Another circumstance might be seen in a small cohort of patients with a shared autoinflammatory phenotype. For example, the gene NLRP7 has relatively few publications examining it’s role in autoinflammatory disease. One would not consider this a strong candidate gene if faced with a variant of unknown significance in this gene from a single patient. However, three or four very rare or novel mutations in unrelated patients should be given consideration as producing an autoinflammatory disease. Single case, or small cohorts lack the power to measure significant associations. Therefore in the situation proposed here, manual interpretation is required (biased as it may be).
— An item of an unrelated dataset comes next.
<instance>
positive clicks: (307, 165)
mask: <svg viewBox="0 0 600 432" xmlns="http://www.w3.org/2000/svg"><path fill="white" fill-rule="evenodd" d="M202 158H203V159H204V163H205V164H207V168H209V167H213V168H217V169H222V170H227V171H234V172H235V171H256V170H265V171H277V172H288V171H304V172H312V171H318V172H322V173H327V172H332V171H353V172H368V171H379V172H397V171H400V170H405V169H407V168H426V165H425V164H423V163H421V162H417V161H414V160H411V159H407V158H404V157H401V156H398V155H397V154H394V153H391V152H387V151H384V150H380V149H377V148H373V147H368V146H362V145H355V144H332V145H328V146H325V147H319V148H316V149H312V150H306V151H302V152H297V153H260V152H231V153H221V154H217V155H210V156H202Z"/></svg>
NLRP7 variants not reported as producing disease, like MEFV, or TNFAIP3. However, we must consider that genes plausibly responsible for causing disease in a dominant manner and that are highly conserved are generally under purifying selective pressure. Damaging mutations may be not be compatible with viability and therefore we never see cases of disease. Variants which are damaging to protein function but that do not completely destroy all of the normal structure may produce a phenotype that is pathogenic but viable with modern medical intervention.
In the example of NLRP7, the protein is known to Inhibit CASP1/caspase-1-dependent IL-1$\beta$ secretion. The functional domains of this protein are shared in other pro-inflammatory processes. Pyrin, NACHT, and LRR, domain variants are all studied for autoinflammatory diseases. The related gene, NLRP3, is probably the most widely recognised gene where damaging variants in these functional domains produce severe immune disorders. In cases where we have protein structures, we can also model the effect.
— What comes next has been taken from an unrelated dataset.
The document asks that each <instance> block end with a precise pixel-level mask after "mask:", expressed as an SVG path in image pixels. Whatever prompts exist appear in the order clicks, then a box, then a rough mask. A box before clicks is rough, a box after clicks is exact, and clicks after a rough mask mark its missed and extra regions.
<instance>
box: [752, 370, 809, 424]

In our example, NLRP7 variants have been reported as the genetic determinant of a condition that causes early neonatal death and ectopic pregnancy. Many of the reported variants are stop mutations that will either produce a truncated protein or prevent expression of the allele altogether through nonsense-mediated decay. It is difficult predict the mechanism of disease in cases like this where the two outcomes have opposing paths. That is to say, a truncated protein may have an active functional domain which can no longer be inhibited since the C-terminal domains are missing, while haploinsufficiency would mean that cells cannot perform their normal function for the pathway since 50% of the protein is depleted (in heterozygous cases). Haploinsufficiency can result in a disease that phenotypically resembles a gain-of-function when the responsible protein normally acts as an inhibitor for an inflammatory pathway (Lawless et al., 2018). This is not expected with NLRP7 and therefore heterozygous loss-of-function does not explain disease.
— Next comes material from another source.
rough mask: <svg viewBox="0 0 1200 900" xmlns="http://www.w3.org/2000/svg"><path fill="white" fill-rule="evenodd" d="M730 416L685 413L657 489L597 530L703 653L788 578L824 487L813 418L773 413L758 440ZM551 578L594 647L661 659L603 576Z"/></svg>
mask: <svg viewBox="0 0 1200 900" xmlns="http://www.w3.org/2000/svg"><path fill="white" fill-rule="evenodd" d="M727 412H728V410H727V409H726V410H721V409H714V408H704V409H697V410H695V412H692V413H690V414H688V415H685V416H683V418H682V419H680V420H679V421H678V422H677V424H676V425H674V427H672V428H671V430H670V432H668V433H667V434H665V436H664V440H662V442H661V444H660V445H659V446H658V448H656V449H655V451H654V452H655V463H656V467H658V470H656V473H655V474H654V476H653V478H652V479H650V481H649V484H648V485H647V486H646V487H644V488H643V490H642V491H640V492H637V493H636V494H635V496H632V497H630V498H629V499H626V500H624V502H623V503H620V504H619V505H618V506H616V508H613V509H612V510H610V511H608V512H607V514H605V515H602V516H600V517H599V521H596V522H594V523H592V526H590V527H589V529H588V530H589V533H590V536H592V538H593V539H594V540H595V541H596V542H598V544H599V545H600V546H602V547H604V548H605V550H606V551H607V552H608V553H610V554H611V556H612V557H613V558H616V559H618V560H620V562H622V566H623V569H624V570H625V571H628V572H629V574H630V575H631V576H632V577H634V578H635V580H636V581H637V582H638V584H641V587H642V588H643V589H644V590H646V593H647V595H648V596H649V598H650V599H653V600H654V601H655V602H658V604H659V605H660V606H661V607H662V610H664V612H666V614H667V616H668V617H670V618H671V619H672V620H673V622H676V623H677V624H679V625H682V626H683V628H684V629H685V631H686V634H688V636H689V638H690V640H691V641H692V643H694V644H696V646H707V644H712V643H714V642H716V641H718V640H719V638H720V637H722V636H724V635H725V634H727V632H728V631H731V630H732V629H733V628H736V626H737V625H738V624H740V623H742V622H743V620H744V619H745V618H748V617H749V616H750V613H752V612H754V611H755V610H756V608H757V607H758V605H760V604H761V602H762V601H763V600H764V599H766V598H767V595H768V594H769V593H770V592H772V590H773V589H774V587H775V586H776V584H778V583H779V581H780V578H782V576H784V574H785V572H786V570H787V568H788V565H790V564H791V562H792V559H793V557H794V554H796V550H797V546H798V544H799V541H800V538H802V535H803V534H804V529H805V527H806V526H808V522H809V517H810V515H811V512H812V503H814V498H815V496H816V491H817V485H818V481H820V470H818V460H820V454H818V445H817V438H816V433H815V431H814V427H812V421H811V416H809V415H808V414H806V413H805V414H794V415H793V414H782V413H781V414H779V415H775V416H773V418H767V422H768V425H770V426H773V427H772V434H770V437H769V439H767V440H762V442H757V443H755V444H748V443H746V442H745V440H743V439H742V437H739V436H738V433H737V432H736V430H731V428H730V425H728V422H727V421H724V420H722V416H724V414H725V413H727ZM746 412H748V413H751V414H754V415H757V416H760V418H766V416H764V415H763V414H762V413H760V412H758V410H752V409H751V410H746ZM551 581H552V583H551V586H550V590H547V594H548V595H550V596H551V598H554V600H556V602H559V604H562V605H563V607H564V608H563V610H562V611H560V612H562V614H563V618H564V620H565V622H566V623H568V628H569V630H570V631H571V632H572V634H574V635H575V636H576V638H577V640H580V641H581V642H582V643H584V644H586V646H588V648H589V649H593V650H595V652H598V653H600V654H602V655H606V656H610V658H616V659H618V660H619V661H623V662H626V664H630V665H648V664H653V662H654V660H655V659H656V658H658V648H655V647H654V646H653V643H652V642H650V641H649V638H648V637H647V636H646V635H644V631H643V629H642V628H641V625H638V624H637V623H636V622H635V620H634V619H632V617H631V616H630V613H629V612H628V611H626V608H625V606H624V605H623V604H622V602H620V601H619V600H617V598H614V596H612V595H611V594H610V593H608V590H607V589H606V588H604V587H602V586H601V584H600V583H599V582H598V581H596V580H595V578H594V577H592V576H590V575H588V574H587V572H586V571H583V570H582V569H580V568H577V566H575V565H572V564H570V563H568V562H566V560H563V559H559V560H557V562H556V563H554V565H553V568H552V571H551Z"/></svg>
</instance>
For a candidate gene like this, we have some plausible evidence but cannot really progress any further without new functional studies. The first step involved confirmatory Sanger sequencing for all patients identified through exome sequencing. Next, any close relatives that are available might be also sequenced for the same variants. If the mutations are disease-causing then other carriers would also be expected to have some shared phenotype features. The possibilities in functional experiments vary widely and are highly dependent on the candidate genes. The procedure outlined in this hypothetical example is generally applicable in for the majority of single-case studies and illustrates the importance of tailored analysis. The initial findings of genomic analysis may produce more follow up questions, including whether other probable gene candidates can be ruled out, for which the patient carries only the “normal” reference alleles (e.g. CFTR screening for cystic fibrosis/lung disease).